For instance, students at the school typically do an eight-week rotation and then take an exam that tests their competency. Normally, students would have worked from 6 am to 5 pm each day at the hospital and spent the evening studying for the exam, which they would take at the end of the eight weeks.
But COVID-19 forced the school to cut down the clerkship’s hospital time to four weeks. So students spent the first four weeks studying, took the test, and then did their four weeks in the hospital, he says.
The new schedule had a lot of benefits, Mr. Mithani says. For instance, it allowed him to help more patients while he was in the hospital because he wasn’t worried about studying in the evening. Typically, two or three students might achieve honor status in a rotation, and in this case at least eight did.

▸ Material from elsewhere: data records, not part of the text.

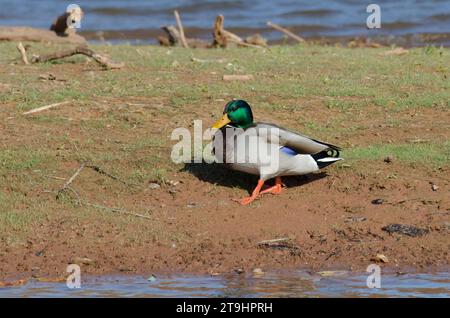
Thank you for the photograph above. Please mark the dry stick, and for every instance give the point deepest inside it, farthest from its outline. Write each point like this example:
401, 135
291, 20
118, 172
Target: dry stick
180, 28
116, 210
103, 172
39, 109
286, 31
102, 60
284, 239
68, 182
23, 53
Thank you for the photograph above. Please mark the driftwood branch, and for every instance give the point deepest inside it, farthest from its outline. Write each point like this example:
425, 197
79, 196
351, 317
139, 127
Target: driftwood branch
102, 60
39, 109
174, 39
223, 37
286, 31
23, 53
38, 35
180, 29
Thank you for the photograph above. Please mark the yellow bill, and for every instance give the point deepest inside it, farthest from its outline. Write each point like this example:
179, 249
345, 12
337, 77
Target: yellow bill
221, 122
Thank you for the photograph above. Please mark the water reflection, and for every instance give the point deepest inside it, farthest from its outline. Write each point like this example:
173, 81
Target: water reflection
279, 284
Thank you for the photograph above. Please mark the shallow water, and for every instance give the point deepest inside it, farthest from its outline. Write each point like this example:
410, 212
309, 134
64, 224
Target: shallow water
279, 284
140, 19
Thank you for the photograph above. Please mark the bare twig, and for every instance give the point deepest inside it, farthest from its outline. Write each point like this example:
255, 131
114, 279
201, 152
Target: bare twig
268, 242
102, 60
286, 31
194, 59
23, 53
39, 109
117, 210
181, 30
71, 179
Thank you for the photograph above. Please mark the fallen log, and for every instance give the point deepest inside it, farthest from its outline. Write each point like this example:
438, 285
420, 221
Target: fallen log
38, 35
102, 60
174, 39
223, 37
181, 29
286, 31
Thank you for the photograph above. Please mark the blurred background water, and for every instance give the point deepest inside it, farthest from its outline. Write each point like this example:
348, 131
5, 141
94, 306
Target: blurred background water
275, 284
140, 20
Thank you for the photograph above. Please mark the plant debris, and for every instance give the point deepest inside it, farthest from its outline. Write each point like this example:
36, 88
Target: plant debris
405, 230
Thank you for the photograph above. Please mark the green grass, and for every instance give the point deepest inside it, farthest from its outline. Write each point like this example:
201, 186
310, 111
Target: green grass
121, 120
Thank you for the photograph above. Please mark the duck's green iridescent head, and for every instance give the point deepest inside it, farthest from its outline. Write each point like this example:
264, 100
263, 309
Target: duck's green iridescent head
236, 113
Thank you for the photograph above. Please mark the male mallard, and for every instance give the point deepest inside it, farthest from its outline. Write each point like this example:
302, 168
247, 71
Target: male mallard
265, 149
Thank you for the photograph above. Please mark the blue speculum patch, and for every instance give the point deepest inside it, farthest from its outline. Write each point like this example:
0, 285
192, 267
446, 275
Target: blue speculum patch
288, 151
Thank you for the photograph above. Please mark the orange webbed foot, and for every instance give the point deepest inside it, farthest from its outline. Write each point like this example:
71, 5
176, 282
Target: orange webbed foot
276, 189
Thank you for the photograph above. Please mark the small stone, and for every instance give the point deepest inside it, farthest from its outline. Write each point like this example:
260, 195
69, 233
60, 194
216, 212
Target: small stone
380, 258
355, 219
377, 201
154, 186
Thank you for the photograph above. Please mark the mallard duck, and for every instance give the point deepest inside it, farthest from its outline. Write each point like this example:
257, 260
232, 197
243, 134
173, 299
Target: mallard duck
266, 150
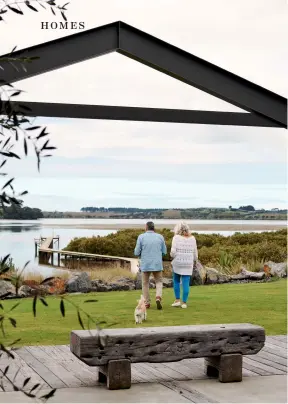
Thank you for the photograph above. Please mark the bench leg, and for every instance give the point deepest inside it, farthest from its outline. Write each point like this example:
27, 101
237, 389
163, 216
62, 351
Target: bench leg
101, 376
117, 374
227, 366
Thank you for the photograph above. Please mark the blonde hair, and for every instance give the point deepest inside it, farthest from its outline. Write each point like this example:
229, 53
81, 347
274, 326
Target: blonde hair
182, 229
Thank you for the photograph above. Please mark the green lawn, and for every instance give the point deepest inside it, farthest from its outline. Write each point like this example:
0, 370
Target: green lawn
263, 304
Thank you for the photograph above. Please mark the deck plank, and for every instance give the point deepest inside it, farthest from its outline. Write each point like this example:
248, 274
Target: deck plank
44, 372
269, 369
277, 342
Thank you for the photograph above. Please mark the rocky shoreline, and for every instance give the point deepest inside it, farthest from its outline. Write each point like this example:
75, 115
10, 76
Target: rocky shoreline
80, 282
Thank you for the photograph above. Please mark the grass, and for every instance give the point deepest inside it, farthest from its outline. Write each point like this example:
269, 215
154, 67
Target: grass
258, 303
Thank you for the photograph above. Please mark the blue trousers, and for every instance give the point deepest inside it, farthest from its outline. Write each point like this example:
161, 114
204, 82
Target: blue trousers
185, 285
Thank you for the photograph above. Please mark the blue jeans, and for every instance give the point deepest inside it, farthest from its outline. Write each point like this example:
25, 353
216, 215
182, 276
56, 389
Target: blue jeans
185, 285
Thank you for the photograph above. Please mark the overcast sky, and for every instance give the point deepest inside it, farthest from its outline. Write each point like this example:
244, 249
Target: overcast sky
112, 163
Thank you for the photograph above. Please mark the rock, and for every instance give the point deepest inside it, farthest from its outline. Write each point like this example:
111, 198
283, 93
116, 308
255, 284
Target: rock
277, 269
6, 288
213, 277
199, 275
167, 283
79, 283
252, 275
26, 291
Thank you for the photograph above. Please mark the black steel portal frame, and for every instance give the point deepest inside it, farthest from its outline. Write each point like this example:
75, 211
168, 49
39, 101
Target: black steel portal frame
264, 108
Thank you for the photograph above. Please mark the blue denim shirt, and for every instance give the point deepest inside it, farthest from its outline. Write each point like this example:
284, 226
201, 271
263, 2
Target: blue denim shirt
150, 247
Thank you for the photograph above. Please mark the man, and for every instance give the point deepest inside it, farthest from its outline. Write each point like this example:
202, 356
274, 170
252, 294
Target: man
151, 247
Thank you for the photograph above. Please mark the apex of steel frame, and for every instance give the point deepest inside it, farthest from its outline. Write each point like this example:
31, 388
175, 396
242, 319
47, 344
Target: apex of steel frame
265, 108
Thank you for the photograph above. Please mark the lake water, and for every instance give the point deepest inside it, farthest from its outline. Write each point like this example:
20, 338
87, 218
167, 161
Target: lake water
17, 237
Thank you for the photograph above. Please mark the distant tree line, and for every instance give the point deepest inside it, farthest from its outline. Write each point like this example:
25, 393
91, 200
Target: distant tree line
244, 248
245, 212
92, 209
18, 212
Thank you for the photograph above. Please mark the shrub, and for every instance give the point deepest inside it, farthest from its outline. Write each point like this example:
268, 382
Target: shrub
214, 249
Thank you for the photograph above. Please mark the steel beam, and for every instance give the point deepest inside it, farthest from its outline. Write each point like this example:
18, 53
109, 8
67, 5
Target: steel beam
108, 112
63, 52
163, 57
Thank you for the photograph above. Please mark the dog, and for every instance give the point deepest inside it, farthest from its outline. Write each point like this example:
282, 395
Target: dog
140, 313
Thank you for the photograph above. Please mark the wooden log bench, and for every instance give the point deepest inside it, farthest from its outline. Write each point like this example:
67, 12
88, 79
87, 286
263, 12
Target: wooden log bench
113, 350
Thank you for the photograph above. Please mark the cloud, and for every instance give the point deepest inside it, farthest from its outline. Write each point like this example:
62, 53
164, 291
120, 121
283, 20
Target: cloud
129, 162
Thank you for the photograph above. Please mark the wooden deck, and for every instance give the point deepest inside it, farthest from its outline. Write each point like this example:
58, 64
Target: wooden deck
56, 367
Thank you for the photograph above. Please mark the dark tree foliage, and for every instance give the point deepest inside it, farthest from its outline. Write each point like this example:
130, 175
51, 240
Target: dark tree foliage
18, 138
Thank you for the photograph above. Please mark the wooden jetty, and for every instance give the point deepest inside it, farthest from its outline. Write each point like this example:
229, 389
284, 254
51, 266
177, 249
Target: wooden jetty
57, 367
44, 248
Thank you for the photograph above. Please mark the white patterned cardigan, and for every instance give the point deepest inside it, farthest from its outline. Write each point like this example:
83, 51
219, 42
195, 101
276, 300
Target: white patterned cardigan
184, 253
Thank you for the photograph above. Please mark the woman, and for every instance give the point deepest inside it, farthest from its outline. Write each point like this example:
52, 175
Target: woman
184, 253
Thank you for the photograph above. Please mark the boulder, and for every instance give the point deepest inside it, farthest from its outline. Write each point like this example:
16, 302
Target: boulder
79, 283
199, 275
252, 275
277, 269
7, 289
213, 277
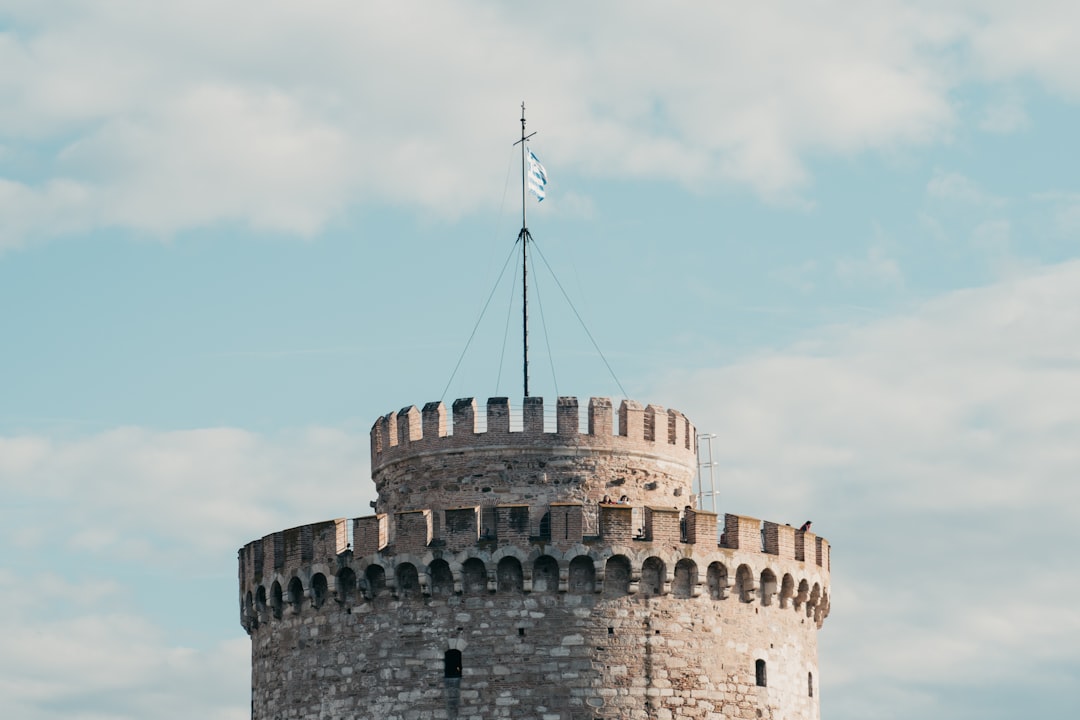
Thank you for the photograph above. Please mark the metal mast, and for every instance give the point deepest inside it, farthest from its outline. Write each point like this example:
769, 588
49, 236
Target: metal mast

At the same time, he and other students were able to relax in the evening after working all day in the hospital, which helped with their peace of mind.
“It’s kind of an intensified study time and intensified hospital time,” he said. “They’ve just divided it up better.”
Already, medical students and physicians are prone to burnout and psychological stress. (See “Battling Burnout,” April 2018 Texas Medicine, pages 10-13, www.texmed.org/BattlingBurnout.) Medical schools should use the changes caused by COVID-19 to reassess how they’re operating, especially if those changes ease the load on students, Dr. Carpenter says.
“We don’t have to continue to perpetuate the cycle of physician education being a point of extreme strain or psychological isolation,” he said. “We can change that dialogue.”